Der Fall:
Der Auftraggeber hat als Verbraucher am 26. März 2015 in seinem Fahrzeug durch Aushändigung des von ihm teilweise ausgefüllten und unterzeichneten Formulars „Raumbuch Wohnen / Vorplanungsbeauftragung“ an den Architekten ein bindendes Angebot abgegeben. Da der Auftraggeber mit den bis dahin erbrachten Leistungen des Architekten in den Leistungsphasen 1 und 2 nicht zufrieden war, hat er mit Schreiben vom 1. Juni 2015 fristgerecht den Architektenvertrag widerrufen. Der Architekt hat dem Auftraggeber gegenüber seine Leistungen abgerechnet. Der Auftraggeber hat eingewendet, nach Widerruf des Architektenvertrages nicht zur Zahlung verpflichtet zu sein. Der Architekt hat entgegengehalten, dass die Vorschriften über den Widerruf von Verbraucherverträgen keine Anwendung fänden; Architektenverträge seien als „Verträge über den Bau von neuen Gebäuden“ gemäß § 312 Abs. 2 Nr. 3 BGB und vom Anwendungsbereich der Widerrufsvorschriften ausgenommen. Er hat daher den Auftraggeber auf Zahlung verklagt. Nach landgerichtlicher Abweisung der Klage hat der Architekt Berufung eingelegt.
Die Entscheidung:
Zunächst hat das Oberlandesgericht festgestellt, dass der durch den Architekten bemühte Ausnahmetatbestand des § 312 Abs. 2 Nr. 3 BGB über „Verträge über den Bau von neuen Gebäuden“ auf Architektenverträge nicht anwendbar sei; denn vor dem europarechtlichen Hintergrund dieser Vorschrift müsste das genannte Merkmal eng ausgelegt werden, weshalb nur Verträge über den „Bau aus einer Hand“, nicht aber Verträge über Planungsleistungen gemeint seien.

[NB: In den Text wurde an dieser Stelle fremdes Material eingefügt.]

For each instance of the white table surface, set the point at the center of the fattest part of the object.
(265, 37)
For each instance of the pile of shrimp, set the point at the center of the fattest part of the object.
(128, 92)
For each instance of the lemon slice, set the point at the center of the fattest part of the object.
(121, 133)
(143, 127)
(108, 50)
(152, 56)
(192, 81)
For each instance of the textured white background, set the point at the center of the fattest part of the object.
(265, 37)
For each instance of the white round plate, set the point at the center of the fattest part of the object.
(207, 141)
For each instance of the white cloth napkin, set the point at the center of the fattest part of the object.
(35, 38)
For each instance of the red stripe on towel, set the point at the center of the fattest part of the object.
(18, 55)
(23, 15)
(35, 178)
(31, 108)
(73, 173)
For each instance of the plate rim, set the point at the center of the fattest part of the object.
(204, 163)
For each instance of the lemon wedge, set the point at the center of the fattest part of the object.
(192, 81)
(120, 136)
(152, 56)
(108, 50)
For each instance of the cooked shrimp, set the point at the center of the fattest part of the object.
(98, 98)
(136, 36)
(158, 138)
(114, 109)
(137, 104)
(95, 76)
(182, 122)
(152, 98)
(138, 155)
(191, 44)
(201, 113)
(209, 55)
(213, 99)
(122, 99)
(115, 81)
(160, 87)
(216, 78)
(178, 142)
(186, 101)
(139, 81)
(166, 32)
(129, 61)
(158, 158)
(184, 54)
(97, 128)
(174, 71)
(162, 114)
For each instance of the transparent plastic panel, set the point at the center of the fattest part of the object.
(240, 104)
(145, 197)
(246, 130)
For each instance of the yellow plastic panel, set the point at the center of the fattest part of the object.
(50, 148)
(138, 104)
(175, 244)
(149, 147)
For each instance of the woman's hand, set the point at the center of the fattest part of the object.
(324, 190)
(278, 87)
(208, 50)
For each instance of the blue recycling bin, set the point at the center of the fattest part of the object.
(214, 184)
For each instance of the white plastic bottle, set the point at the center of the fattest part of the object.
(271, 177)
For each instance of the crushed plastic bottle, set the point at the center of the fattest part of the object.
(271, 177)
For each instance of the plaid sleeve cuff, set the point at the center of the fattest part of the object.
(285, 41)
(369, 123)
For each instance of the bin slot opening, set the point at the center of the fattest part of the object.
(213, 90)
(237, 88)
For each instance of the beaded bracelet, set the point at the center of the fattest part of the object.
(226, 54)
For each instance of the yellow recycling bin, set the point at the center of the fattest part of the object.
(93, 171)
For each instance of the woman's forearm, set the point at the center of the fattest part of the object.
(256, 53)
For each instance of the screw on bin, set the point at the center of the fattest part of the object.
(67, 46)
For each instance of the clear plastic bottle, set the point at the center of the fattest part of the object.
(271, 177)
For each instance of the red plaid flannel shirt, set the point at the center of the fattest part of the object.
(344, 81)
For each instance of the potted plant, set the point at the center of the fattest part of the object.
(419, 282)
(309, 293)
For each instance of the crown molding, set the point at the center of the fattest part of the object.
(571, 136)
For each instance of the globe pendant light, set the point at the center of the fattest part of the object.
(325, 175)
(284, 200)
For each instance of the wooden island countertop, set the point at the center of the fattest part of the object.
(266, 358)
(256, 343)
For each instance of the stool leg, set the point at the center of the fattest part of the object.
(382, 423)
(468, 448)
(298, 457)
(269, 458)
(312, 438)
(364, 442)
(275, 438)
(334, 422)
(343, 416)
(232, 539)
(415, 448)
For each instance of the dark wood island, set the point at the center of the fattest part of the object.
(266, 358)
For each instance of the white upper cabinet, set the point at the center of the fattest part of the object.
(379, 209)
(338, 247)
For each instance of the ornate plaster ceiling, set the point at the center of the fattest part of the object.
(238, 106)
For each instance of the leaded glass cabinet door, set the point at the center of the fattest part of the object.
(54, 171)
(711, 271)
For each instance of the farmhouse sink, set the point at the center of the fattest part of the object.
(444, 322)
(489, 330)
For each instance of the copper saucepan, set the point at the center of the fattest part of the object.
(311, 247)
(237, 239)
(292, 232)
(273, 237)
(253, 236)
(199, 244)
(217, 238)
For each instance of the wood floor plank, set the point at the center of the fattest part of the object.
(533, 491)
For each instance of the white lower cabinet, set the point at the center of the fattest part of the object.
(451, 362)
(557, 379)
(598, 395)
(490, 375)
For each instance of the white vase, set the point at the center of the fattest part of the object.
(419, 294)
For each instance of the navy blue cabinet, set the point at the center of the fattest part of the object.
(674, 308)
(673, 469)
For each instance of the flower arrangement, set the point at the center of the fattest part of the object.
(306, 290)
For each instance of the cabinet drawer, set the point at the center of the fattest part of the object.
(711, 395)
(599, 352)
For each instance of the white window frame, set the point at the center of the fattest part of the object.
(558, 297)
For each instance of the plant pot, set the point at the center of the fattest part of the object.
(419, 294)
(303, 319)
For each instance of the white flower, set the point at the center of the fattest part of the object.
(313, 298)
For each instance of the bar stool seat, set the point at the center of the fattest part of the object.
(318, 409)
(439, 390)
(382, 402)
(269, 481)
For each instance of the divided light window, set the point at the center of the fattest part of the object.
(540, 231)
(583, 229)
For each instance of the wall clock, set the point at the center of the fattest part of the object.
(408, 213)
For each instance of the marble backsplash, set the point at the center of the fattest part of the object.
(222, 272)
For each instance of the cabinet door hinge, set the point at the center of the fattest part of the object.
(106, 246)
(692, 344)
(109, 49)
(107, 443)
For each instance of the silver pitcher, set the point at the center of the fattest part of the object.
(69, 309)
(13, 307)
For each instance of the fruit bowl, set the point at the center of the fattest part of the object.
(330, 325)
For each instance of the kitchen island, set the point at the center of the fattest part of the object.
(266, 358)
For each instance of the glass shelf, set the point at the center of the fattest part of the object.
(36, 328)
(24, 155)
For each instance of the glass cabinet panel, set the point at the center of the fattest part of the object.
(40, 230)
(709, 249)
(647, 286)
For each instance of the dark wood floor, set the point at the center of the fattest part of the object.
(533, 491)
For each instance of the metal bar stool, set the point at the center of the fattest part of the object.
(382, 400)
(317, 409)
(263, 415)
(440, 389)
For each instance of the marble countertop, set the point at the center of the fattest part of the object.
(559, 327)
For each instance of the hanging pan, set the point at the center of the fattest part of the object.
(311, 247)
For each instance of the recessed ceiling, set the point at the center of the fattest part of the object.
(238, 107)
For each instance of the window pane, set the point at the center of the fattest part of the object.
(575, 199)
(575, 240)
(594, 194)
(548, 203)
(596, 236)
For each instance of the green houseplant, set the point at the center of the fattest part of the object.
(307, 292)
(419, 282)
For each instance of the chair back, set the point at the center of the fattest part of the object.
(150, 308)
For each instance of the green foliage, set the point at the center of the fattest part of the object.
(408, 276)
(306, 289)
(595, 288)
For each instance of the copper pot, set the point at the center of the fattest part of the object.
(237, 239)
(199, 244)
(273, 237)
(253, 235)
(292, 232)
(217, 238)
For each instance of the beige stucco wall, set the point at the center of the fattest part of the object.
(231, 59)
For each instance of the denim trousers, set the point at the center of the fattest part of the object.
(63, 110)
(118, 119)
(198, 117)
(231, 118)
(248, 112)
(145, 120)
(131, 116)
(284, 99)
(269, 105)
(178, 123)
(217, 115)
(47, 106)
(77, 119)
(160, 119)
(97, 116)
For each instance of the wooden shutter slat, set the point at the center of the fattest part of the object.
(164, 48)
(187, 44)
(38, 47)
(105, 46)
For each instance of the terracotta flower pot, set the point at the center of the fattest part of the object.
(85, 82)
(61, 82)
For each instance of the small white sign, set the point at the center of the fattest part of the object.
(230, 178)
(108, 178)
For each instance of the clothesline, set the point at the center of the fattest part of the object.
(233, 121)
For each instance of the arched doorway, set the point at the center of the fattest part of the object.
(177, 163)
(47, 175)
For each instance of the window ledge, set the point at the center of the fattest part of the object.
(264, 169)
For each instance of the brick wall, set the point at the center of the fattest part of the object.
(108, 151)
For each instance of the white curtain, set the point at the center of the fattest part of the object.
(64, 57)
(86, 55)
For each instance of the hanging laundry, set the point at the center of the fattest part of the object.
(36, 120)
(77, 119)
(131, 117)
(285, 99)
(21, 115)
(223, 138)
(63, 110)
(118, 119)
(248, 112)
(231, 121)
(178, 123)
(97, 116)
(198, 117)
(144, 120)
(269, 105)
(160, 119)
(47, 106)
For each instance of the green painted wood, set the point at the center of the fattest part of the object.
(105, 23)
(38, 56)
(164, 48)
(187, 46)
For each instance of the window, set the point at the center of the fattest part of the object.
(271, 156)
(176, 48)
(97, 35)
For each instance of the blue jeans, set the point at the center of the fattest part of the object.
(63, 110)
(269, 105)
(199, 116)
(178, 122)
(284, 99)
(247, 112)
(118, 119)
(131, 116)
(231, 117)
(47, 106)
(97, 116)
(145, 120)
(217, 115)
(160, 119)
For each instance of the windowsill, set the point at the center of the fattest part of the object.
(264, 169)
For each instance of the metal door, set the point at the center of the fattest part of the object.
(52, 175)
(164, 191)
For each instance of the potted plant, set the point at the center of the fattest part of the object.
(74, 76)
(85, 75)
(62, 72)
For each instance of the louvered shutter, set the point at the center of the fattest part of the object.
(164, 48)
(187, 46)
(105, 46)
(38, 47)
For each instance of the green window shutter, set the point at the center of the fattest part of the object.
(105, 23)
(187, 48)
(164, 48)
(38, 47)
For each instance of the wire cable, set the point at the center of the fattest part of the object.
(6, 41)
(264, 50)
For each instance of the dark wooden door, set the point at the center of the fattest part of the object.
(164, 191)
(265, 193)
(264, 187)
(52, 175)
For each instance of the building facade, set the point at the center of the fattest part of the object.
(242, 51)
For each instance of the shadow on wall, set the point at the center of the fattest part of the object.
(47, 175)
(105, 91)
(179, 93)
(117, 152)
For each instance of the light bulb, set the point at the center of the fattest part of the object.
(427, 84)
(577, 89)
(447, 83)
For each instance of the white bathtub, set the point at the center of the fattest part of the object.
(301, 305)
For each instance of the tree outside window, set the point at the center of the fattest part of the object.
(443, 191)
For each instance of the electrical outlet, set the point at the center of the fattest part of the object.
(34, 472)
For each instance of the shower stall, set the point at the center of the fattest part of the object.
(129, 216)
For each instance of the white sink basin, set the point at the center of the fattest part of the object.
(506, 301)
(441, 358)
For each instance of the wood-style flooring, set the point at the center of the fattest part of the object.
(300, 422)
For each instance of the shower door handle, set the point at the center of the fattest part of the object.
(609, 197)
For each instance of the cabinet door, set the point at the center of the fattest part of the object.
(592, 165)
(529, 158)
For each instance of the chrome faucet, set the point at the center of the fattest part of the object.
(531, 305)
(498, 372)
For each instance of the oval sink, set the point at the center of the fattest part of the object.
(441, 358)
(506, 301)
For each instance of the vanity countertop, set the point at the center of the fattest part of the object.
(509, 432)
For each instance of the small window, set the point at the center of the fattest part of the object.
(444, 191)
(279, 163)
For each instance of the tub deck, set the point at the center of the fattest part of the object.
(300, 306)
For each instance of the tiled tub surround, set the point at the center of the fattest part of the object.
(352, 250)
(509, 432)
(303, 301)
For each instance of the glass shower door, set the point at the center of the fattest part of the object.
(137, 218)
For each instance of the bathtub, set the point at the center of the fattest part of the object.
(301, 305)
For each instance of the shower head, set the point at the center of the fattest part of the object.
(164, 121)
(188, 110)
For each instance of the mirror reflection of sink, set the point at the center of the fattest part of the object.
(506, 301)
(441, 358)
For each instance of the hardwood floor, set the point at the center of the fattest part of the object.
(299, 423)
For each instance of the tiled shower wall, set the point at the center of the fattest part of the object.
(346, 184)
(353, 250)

Folglich stehe dem Auftraggeber als Verbraucher das Widerrufsrecht „bei außerhalb von Geschäftsräumen geschlossenen Verträgen“ zu. Zwar sei der Vertrag – entgegen § 312 b Abs. 1 S. 1 Nr. 1 BGB – nicht „bei gleichzeitiger Anwesenheit des Verbrauchers und des Unternehmers“ außerhalb der Geschäftsräume des Unternehmers geschlossen worden; denn indem der Auftraggeber dem Architekten in seinem Fahrzeug das ausgefüllte und eigenhändig unterschriebene Formular aushändigte, habe er lediglich als Verbraucher das Angebot auf Abschluss des Vertrags unter diesen Umständen abgegeben. Nach dem Wortlaut von § 312 Buchst. b Abs. 1 S. 1 Nr. 2 ist dies gemäß richtiger Auffassung des Oberlandesgerichts gleichfalls ausreichend für ein Widerrufsrecht, selbst dann, wenn der Architekt das Angebot erst später in seinen Geschäftsräumen unter Abwesenheit des Auftraggebers angenommen haben sollte.
Mangels Belehrung über die 14-tägige Widerrufsfrist nach § 355 Abs. 2 BGB wäre das Widerrufsrecht gemäß § 356 Abs. 3 S. 1 BGB erst ein Jahr und 14 Tage nach Vertragsschluss erloschen.
Infolge des wirksamen Widerrufs ist der Auftraggeber nicht zur Zahlung von Architektenhonorar verpflichtet. Zugleich scheitert ein Wertersatzanspruch nach § 357 Abs. 8 BGB daran, dass der Auftraggeber als Verbraucher nicht nach Art. 246 a § 1 Abs. 2 S. 1 Nr. 1 und 3 EGBGB über die Bedingungen, Fristen und das Verfahren für die Ausübung des Widerrufsrechts etc. informiert wurde.
Mangels Erfolgsaussichten der Berufung hat das Oberlandesgericht nach entsprechenden Hinweis gemäß § 542 Abs. 2 ZPO entschieden.
Anmerkung:
Die Widerrufsrechte von Verbrauchern bleiben auch nach Inkrafttreten des neuen Bauvertragsrechts mit Wirkung ab dem 1. Januar 2018 bestehen. Allerdings wird die vom Oberlandesgericht diskutierte Frage nach der Einschlägigkeit des Ausnahmetatbestands in § 312 Abs. 2 Nr. 3 BGB für Architektenverträge durch den Gesetzgeber dann zulasten des Architekten entschieden: Künftig werden nur noch „Verbraucherbauverträge“ nach § 650 i Abs. 1 BGB vom Anwendungsbereich der Widerrufsvorschriften ausgenommen, § 650 l BGB.
Aber Achtung: Verbraucher sollten bedenken, dass sie die Planung eines Architekten nach einem Widerruf nicht nutzen dürfen, weshalb das Recht nur bei einer unverwertbaren Planung ausgeübt werden sollte. Für Architekten bedeutet diese Rechtsprechung, dass sie auf eine schriftliche Beauftragung durch ihre Bauherren drängen sollten; denn im Rahmen eines schriftlichen Vertrages sind ordnungsgemäße Widerrufsbelehrungen ohne weiteres möglich.